Put aside the merits of the 20-home subdivision plan now before the Rindge Planning Board. Whether that plan is approved or not is beside the point, and its fate ought not to get caught up in the abysmal judgment of the board members and other town officials.
No, the much larger issue is that the town is allowing its entire planning process to be tainted by letting its town planner — the one person paid and entrusted specifically to professionally vet development plans and make sure they’re in the best interest of the town and its residents — also be the paid representative presenting some developments to the planning board.

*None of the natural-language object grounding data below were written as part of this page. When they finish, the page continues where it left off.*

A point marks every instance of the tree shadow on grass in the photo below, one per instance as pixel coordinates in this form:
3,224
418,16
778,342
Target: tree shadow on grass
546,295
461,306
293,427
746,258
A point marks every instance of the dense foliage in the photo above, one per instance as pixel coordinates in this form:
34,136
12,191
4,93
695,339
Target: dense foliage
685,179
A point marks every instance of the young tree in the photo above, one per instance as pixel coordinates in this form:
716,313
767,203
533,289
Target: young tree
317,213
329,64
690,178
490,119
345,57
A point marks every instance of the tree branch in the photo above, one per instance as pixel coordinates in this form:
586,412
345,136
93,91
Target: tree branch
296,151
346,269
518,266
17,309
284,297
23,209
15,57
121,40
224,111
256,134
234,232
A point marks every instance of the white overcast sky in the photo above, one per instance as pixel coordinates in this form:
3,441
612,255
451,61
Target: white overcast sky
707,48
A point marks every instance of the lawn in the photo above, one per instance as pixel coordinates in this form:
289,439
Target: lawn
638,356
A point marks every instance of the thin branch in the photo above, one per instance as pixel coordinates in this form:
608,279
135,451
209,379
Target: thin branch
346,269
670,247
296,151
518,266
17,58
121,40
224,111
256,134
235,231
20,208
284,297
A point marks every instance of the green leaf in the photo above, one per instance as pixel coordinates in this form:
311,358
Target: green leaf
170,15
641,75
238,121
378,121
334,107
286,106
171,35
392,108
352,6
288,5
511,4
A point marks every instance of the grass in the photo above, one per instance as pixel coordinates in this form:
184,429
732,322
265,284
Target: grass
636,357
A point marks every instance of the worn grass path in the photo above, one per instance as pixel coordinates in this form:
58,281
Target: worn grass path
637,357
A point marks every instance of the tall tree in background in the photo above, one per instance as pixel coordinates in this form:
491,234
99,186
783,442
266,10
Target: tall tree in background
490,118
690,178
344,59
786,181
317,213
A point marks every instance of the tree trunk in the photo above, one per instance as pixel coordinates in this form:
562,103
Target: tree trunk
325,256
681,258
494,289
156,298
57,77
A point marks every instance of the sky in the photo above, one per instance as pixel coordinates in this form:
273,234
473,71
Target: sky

It matters not whether Kirk Stenersen is trusted by the board members, as he clearly is. It matters not whether he’s removed his planning director’s cap in this case and stepped across the table to don one with King’s Way LLC stamped on the front. It’s the wrong way of doing the public’s business.
Stenersen, a professional civil engineer by trade, has been lauded by town officials for his expertise. He is well-qualified to be the town’s planner. However, he’s also continued to take work representing developers, including on projects within the town.
In those cases, as with the King’s Way plan, he’s “recused” himself from acting on the town’s behalf in order to avoid the obvious conflict that would occur if he were to represent both sides. That would be quite the embarrassing situation, especially if Stenersen found himself at odds with himself over, say, wetlands mitigation, lighting requirements or sight lines for curb cuts.
By avoiding that direct conflict, though, he’s also leaving the town without its most-qualified expert to objectively assess the merits of those plans. Worse, he’s stepping onto the other side to advocate for them.
Imagine if Jayson Tatum were to not only step aside every time the Celtics played the Miami Heat, but also actually suited up for the Heat, scoring 40 points. Now picture Brad Stevens saying, “It’s OK, because he recused himself.” Or think of a Patriots player who, despite “recusing” himself, stood on the opposite sideline and could share all the Pats’ plays with the other team.
Aside from their personal trust in Stenersen, the defense put forth, by at least one board member, was that he’s working for the town on a discount, so it’s a good deal. Sure, and the fox will gladly guard the henhouse for free.
In small New Hampshire towns, it’s not uncommon to find volunteer officials, and even paid staff, holding multiple positions. In the case of planning board, school board or selectboard members, there are times when a conflict appears, and they can — and should — reasonably step aside to avoid it.
It’s also a real benefit to find someone who, like Stenersen, is well-qualified, to serve on staff. But there should not ever be a situation where a paid town employee (or contracted one) is making a decision whether to do their job or switch sides. No one can be expected to serve two masters when those masters’ interests may be at odds. The town planner ought not to be taking clients whose projects fall within the scope of his duty to the town.
Further, even in cases where Stenersen isn’t in direct conflict, a project before him as planner may affect those on which he is, which could sway his advice to the board or developers. Simply put, having a private stake in town development means there will always be an inherent conflict with being the town planner.
The Rindge Planning Board has failed the townspeople by allowing such a situation. Stenersen ought to be told to turn down any projects that would come before the board, or step away from the position for good.